BBC News Online looks at Britain's ancient blasphemy law and how it works in practice.
The blasphemy law only protects the Church of England
Q: What is the blasphemy law?
The legal notion goes back centuries - as faith was seen as being the heart of society, to challenge or offend it was thought to threaten the fabric of society.
The present law of blasphemy is based on decisions made by nineteenth century courts. In an 1838 case it was restricted to protect the "tenets and beliefs of the Church of England".
Q: What actually constitutes blasphemous libel?
This is a more obscure. Some academics say the crime has been expressed so many ways it is hard to say exactly what behaviour would be considered blasphemous.
During a private prosecution in 1977, the trial judge said blasphemous libel was committed if a publication about God, Christ, the Christian religion or the Bible used words which were scurrilous, abusive or offensive, which vilified Christianity and might lead to a breach of the peace.
Q: How often is it used?
The last man to be sent to prison for blasphemy was John William Gott. In 1922 he was sentenced to nine months' hard labour for comparing Jesus with a circus clown. In Scotland, there has not been a public prosecution since 1843.
In 1977 moral campaigner Mary Whitehouse brought a private prosecution against the Gay News for publishing a poem, The Love That Dares To Speak Its Name, depicting a centurion's love for Christ.
Some British Muslims unsuccessfully called for author Salman Rushdie to be tried under the law after the publication of his controversial novel, The Satanic Verses. But the law only recognises blasphemy against the Church of England.
So it doesn't cover all Christian denominations?
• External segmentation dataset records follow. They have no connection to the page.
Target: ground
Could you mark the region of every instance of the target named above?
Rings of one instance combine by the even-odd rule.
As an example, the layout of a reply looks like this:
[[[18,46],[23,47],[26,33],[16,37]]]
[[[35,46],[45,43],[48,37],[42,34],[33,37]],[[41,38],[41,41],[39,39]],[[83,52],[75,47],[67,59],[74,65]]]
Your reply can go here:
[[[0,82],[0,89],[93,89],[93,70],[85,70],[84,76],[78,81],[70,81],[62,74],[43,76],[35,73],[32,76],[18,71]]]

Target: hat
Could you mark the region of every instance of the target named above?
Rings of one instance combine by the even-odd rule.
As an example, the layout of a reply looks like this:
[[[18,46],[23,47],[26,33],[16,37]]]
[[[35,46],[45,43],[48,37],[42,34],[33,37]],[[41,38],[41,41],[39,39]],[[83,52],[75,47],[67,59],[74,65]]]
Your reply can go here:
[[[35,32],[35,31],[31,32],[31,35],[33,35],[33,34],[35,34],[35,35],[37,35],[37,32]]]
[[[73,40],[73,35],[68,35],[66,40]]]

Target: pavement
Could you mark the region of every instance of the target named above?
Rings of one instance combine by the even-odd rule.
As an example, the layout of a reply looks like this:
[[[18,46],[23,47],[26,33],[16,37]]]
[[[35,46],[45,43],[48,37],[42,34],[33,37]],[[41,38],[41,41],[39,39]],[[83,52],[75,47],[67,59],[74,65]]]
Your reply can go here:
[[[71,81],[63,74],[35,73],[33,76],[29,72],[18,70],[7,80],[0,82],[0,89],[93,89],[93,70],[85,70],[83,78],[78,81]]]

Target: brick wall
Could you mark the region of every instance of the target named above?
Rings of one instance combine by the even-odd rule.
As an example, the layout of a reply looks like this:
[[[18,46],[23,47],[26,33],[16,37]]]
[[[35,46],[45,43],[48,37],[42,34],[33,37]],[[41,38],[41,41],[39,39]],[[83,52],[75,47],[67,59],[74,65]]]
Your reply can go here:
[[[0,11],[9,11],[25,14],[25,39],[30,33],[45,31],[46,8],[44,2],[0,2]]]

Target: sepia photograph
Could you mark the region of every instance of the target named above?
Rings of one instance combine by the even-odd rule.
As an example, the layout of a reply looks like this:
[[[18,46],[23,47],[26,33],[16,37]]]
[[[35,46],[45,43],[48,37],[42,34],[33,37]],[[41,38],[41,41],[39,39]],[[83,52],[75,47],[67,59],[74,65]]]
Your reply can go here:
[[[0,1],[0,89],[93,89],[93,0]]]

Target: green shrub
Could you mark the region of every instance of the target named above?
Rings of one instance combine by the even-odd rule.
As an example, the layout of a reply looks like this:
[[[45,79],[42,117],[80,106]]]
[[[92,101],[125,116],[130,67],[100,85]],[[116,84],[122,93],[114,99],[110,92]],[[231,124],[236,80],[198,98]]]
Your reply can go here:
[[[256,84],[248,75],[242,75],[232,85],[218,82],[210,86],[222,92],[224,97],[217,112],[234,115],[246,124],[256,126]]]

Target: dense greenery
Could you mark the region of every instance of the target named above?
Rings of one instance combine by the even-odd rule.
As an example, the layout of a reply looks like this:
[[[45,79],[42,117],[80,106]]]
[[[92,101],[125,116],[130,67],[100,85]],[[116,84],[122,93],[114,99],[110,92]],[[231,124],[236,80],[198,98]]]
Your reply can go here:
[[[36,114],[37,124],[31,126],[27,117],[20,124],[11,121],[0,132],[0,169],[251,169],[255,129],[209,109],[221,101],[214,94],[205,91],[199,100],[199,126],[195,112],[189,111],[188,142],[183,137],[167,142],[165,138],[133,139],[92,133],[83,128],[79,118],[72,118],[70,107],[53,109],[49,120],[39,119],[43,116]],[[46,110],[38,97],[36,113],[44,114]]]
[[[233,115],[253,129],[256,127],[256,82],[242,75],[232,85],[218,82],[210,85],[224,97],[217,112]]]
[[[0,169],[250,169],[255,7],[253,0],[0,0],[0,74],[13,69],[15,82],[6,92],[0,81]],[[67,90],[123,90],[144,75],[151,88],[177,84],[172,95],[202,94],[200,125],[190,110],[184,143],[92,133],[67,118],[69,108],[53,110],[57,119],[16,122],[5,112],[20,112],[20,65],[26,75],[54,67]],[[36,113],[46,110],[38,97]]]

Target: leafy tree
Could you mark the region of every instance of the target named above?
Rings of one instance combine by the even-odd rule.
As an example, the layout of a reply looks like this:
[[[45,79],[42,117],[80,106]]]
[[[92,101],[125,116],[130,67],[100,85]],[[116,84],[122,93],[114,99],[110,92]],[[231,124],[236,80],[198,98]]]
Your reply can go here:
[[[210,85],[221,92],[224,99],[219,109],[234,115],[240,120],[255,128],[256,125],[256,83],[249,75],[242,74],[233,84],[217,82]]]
That appears to be the case. This raises some interesting hypothetical questions. If someone allegedly blasphemed Christianity in its Church of England form, that would be a prima facie case for prosecution. But if someone insulted the faith in its other forms, such as Catholicism, it probably would not count. Trevor Phillips, chairman of the Commission for Racial Equality, says this is an example of the law's absurdity - he is a Methodist but the there is no protection for his faith under the law.
Q: Who wants to scrap it?
Many campaigners from across the political spectrum criticise the law as completely out of date and want it done away with. They argue that it is not the state's place to defend ideas and faiths - religions should be strong enough to defend themselves.
As far back as 1949, in a speech on freedom under the law, Lord Denning said: "The offence of blasphemy is now a dead letter".
Some, such as the British Humanist Association, say a blasphemy law is a threat to free speech. Others, such as Trevor Phillips, say it is unacceptable in a multi-faith society.
This ties in with thinking from a House of Lords select committee which predicted that any future blasphemy prosecution would fail because it would clash with the right to free speech in the European Convention on Human Rights, part of British law.
In 2001 Home Secretary David Blunkett said a moment would come when it would be time to confine blasphemy to history.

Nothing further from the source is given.